Similarly, we see uneven dispersion in sex, marital status, children, and education levels. Some clusters skew towards female, others contain more married individuals, and others with more education. Notably, Cluster 5 contains almost exclusively individuals that have children in the household.
Comparing cluster assignment against demographic variables allows us to characterize which Americans make up the majority of each cluster. A brief demographic description of each cluster is provided below:
- Those in Cluster 1 spent the most time working. With an average of 8 hours and 20 minutes spent working each weekend, this is 6.6x the population average of 1 hour and 16 minutes.
- Compared against population averages, this grouping tended to be younger and was slightly more male.
- Those in Cluster 2 spent the most time on social and leisure activities. With an average of 13 hours spent on social and leisure activities, this is 2.2x the population average of 5 hour and 51 minutes.
- Compared to population averages, Americans within this cluster tend to be older, have lower incomes, have fewer children in the household and are less educated.
- Those in Cluster 3 spent above average amounts of time on social and leisure activities, but less time than cluster 2. With an average of 8 hours spent on social and leisure activities, this is 1.5x the population average of 5 hour and 51 minutes.
- Compared to population averages, Americans within this cluster tend to be slightly wealthier and slightly more female.
- Those in Cluster 4 spent the most time on household activities. With an average of 6 hours spent on household activities, this is 2.6x the population average of 2 hour and 17 minutes.
- Compared to population averages, Americans within this cluster tend to be middle aged, more likely to be married and more likely to be female.
- Those in Cluster 5 spent the most time caring for other members of the household. With an average of 4 hours and 22 minutes spent caring for others, this is 7.7x the population average of 34 minutes.
- Compared to population averages, Americans within this cluster tended to be heavily female, were more likely to be married, were more educated and were very likely to have children in the household.
- Time use and demographic make up in Cluster 6 mirrored population averages and suggests that this cluster characterizes the average weekend of the American population.
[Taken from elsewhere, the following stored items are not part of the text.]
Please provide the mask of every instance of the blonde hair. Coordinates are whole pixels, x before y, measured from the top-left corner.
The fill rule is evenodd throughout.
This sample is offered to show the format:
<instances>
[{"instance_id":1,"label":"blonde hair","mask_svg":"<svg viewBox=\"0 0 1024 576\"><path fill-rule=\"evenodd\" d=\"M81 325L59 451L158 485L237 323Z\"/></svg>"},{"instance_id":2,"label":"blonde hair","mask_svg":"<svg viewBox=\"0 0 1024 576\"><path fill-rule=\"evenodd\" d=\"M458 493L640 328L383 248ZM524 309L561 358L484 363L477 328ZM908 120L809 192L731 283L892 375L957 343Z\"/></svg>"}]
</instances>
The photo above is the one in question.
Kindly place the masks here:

The cluster analysis showed that different Americans do in fact spend their weekends in different ways. The methodology was able to identify six unique clusters, five of which were characterized by uniquely different activity patterns compared to the general population. The sixth cluster appeared to characterize the “average” American weekend.
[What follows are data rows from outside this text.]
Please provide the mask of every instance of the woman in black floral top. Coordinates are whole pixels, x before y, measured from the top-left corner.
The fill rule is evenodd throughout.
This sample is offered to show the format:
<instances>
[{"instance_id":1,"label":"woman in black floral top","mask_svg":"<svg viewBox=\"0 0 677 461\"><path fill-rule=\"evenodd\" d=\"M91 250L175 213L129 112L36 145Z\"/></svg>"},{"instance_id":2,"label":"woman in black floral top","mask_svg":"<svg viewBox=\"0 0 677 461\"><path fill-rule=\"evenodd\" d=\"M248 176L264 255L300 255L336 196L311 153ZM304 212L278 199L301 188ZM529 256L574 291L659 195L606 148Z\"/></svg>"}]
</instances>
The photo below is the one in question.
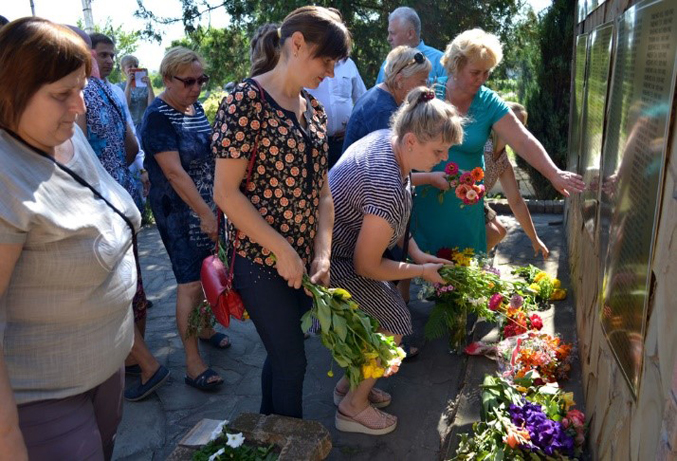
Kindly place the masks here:
<instances>
[{"instance_id":1,"label":"woman in black floral top","mask_svg":"<svg viewBox=\"0 0 677 461\"><path fill-rule=\"evenodd\" d=\"M301 281L308 272L314 282L329 283L334 223L327 118L303 88L333 77L351 39L337 11L315 6L294 10L280 27L264 27L253 45L255 79L224 99L214 124L214 199L237 251L235 287L268 351L260 411L300 418L306 369L300 319L312 302Z\"/></svg>"}]
</instances>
These findings could be applied in several ways. From a marketing perspective the ability to identity segments of the population may help improve targeted advertisements. From the perspective of a researcher, these findings align with prior work that shows gender differences in time allocated to unpaid work. This is one example of how clustering may be applied to identify existing social inequities.
Describing weekend time use is a methodological challenge — because the goal of such an analysis is to describe the relationship of many variables, there is no single variable to “supervise” the analysis. This work showed how clustering, an “unsupervised” approach, can be used to empirically validate that there are distinct patterns in how Americans are spending their weekends.